Closed DEO5294 closed 5 years ago

DEO5294 commented 5 years ago

I am currently using the ESC-SYNC tool to copy 10.5 million files using CAS from ATMOS to ECS with 16 threads. Is it better to use multiple threads or single thread? This is running on a Virtual Machine with 16 cores, 16GB of RAM. The CPU is currently running between 9-11% utilization and bandwitch is running at 2.1Ms/s. Looking at ways to increase performance. I have 4 more of these type of data transfers. Any suggestions?

DEO5294 commented 5 years ago

image

Here is a screen shot of what I am seeing

twincitiesguy commented 5 years ago

@DEO5294 You should always use multiple threads; that is the primary strength of ecs-sync (parallel processing).
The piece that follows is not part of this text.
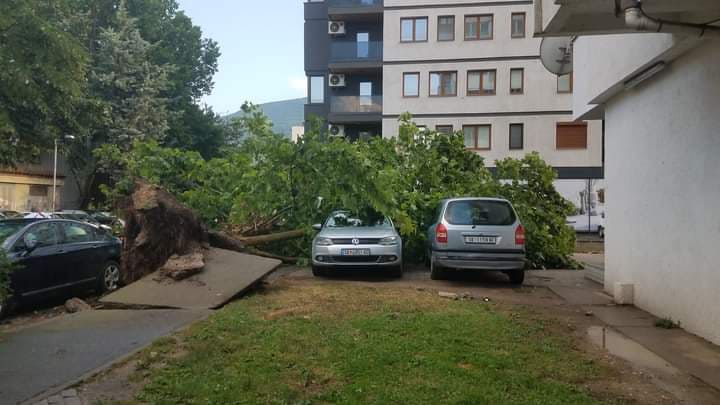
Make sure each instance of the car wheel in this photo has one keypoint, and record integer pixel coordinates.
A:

This seems very strange. Are you providing a clip list for these migrations? It would seem that you are not, since I don't see any way this could happen if you were.

Typically, CAS migrations should always use a clip list provided by the application database. This ensures you copy only the clips the application cares about (no garbage) and that you verify all of them (there are no missing clips in the source pool).
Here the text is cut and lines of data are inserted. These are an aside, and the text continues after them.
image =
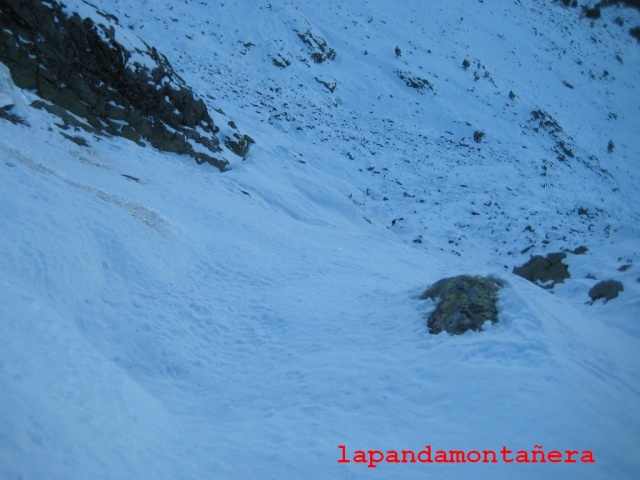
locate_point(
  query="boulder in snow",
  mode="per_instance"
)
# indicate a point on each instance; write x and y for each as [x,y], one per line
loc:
[463,303]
The alternative is to use CAS query to enumerate the clips in the source, but this is not very reliable, especially on Atmos. If the query process fails, you basically have to start over (no data is copied twice, but enumeration takes quite a while).

You are also using estimation (enabled by default under advanced options). This spins up a second thread pool just for estimating size and quantity of objects. For most types of migrations this is good because it gives you a more accurate ETA. However, for CAS, it can put undo strain on the source cluster, so we recommend turning it off. Also, if the estimation query thread gets an error, you won't see it in the UI (it will only appear in the log somewher), and you end up with your situation above, where the total copied exceeds the estimated counts.

Hopefully this explains your situation, but if not, please provide more detail.

DEO5294 commented 5 years ago

Thanks for the Reply, I am using a clip file for the migration. I am not sure what else I could have done to improve performance. I did watch the ECS-SYNC appliance closely for performance. I did watch the ESXi performance tools for this VM and did not notice anything that could have slowed it down. Everything went smoothly. I used 16 threads for all the copying. I copied 85 million objects from Atmos to ECS. I broke the objects down into 5 million object batches. I even used the schedule feature which was helpful. I wish the STATUS would display the source file list. Maybe this should be a future enhancement.

twincitiesguy commented 5 years ago

As long as all 85 million were copied and verified (assume you enabled verification and there were no errors), then you should be good to go. The only thing I would change next time would be to turn of estimation.

twincitiesguy commented 5 years ago

Incidentally, you can get an all-object report for auditing from each job in the UI before you archive it. Then combine all the reports into one spreadsheet. Alternatively, if you already archived them, but named your database table, you can query mysql directly and pull the report from there. Instructions are on the wiki.